### Tries / Tree

The `trie` is a kind of tree ideal for implementing autocomplete.  
The trie is derived from the word `retrival`.  
Most people pronounce trie as `try`.  

### Nodes / Hash Table

A trie is not a binary tree, it can have `any number` of child nodes.  
In this implementation, each trie node contains a `hash` table.  
The `keys` are English characters and the values are other nodes of the trie.  

### Insert Node

We `populate` our trie with data.

In [9]:
class TrieNode:
    def __init__(self):
        self.children = {}

class Trie:
    def __init__(self):
        self.root = TrieNode()

    def insert(self, word):
        currentNode = self.root

        for c in word:

            # If the current node has child key with current character
            if currentNode.children.get(c):

                # Follow the child node:
                currentNode = currentNode.children[c]

            else:

                # Add the character as a new child node
                newNode = TrieNode()
                currentNode.children[c] = newNode

                # Follow this new node
                currentNode = newNode

T = Trie()
T.insert('ace')
T.insert('bad')
T.insert('act')

print(T.root.children)
print("a", T.root.children['a'].children)
print("a:c", T.root.children['a'].children['c'].children)
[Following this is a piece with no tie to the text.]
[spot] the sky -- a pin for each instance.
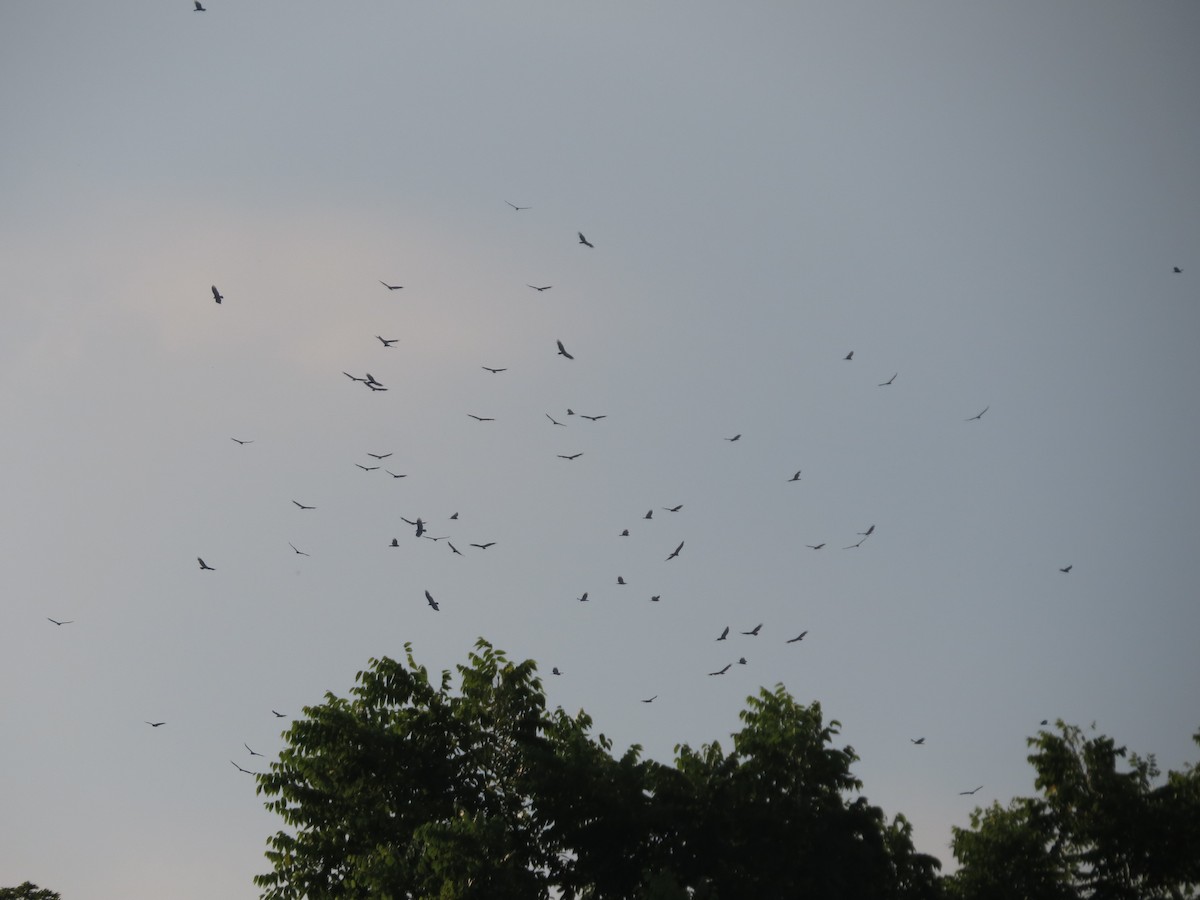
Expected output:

{'a': <__main__.TrieNode object at 0x7f80ec1acdf0>, 'b': <__main__.TrieNode object at 0x7f80ec1ace80>}
a {'c': <__main__.TrieNode object at 0x7f80ec1acee0>}
a:c {'e': <__main__.TrieNode object at 0x7f80ec1f5e50>, 't': <__main__.TrieNode object at 0x7f80ec1f5670>}


### Asterisk

We need to indicate when parts of a `word` are also words themselves.


In [25]:
class TrieNode:
    def __init__(self):
        self.children = {}

class Trie:
    def __init__(self):
        self.root = TrieNode()

    def insert(self, word):
        currentNode = self.root

        for c in word:
            if currentNode.children.get(c):
                currentNode = currentNode.children[c]
            else:
                newNode = TrieNode()
                currentNode.children[c] = newNode
                currentNode = newNode

        # After inserting the entire word in the trie, add * key at the end
        currentNode.children["*"] = None

T = Trie()
T.insert('bat')
T.insert('batter')

print(T.root.children)
print('b', T.root.children['b'].children)
print('b:a', T.root.children['b'].children['a'].children)
print('b:a:t', T.root.children['b'].children['a'].children['t'].children)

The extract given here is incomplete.